En el mismo momento, allí donde la Vieja Cerca de Piedra separa el Prado Verde de la Antigua Dehesa que desciende, rocosa y pululante de insectos, hasta la orilla del Estanque de los Lirios, el doctor Bebeagua, con un ancho sombrero gitano, se detenía, jadeando, después de la escalada; poco a poco se atenuó en sus oídos el rumor de la sangre, y pudo entonces prestar atención a la escena que allí se representaba de su único drama, las interminables conversaciones de los pájaros, la chirriante cantinela de las cigarras, los susurros y crujidos del ir y venir de mil criaturas. La tierra estaba tocada por la mano del hombre, aunque en esos tiempos esa mano se había apartado de ella casi por completo; cuesta abajo, más allá del Estanque de los Lirios, podía ver el tejado soñoliento del granero de los Pardo, y supo que aquélla era una pradera abandonada de su aventura, y aquel muro un antiguo mojón. La escena estaba coloreada por la iniciativa humana, y había espacio abierto para una multitud de casas, grandes y pequeñas, aquel ancho muro, la soleada pradera, el estanque. Todo ello encarnaba para el doctor lo que significaba en verdad y precisamente la palabra «ecología», que veía ahora de tanto en tanto mal empleada en las densas columnas que colindaban con sus crónicas sobre esta región en el periódico de la Ciudad; y cuando se sentó, receptivo a todo, sobre una piedra tibia tapizada de liqúenes, un céfiro le anunció que una montaña de nubes se haría añicos allí, hacia el anochecer.

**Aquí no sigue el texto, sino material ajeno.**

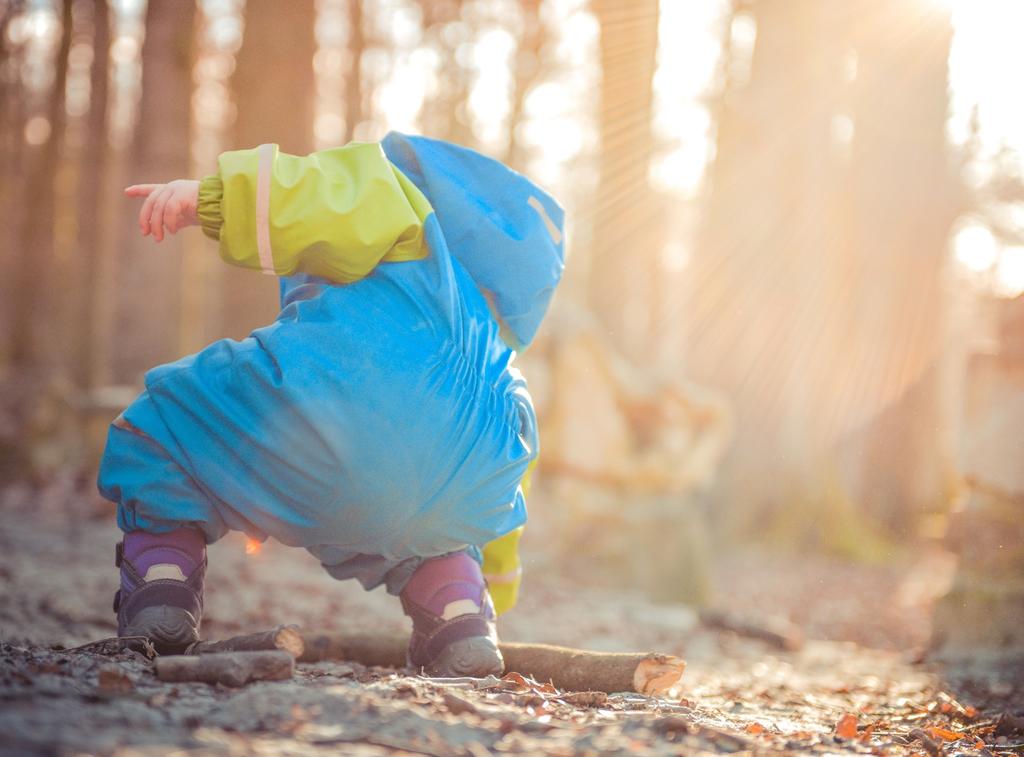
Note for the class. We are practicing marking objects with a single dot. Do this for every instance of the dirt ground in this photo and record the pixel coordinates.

En el mismo momento, en la habitación de Sophie, en el ancho lecho de plumas en el que durante muchos años John Bebeagua se acostara con Violet Zarzales, estaban acostadas sus dos biznietas. El largo vestido claro que Alice se pondría al día siguiente y que presumiblemente nunca más volvería a sacarse del todo, colgaba del borde superior de la puerta del ropero, y reproducía otro idéntico a él en el espejo de la puerta, unidos los dos espalda contra espalda; y debajo de él y alrededor estaban los complementos. Sophie y su hermana yacían desnudas en el bochorno de la siesta; Sophie frotaba con una mano el flanco húmedo de sudor de su hermana, y Llana Alice dijo:
—Oh, hace demasiado calor —y más calientes aún sintió sobre su hombro las lágrimas de su hermana. Dijo—: Algún día, pronto, te tocará a ti, elegirás o serás elegida, y serás otra novia de Junio. —Y Sophie dijo:
—Yo no, nunca, nunca —y algo más que Alice no pudo oír porque Sophie hundió la cara en el cuello de su hermana y susurró como la tarde; lo que Sophie dijo era—: Él nunca comprenderá, ni verá, ellos nunca le darán a él lo que nos dieron a nosotras, él pisará donde no deba y mirará cuando deba desviar la mirada, y nunca verá las puertas ni conocerá los meandros; espera y verás, espera tan sólo y lo verás —eso mismo, en el mismo momento, era lo que pensaba la tía abuela Nube, qué verían ellas si esperaban, y era también lo que Mamá sentía aunque no con la misma simple curiosidad sino como una suerte de maniobra dentro de las huestes de lo posible; y lo que a Fumo (a quien habían dejado a solas para lo que él imaginaba era la siesta general del domingo, el día de reposo), allá en la biblioteca sombría y polvorienta, con el plano íntegro extendido frente a él, insomne y erecto como una llama, en ese mismo momento lo hacía temblar.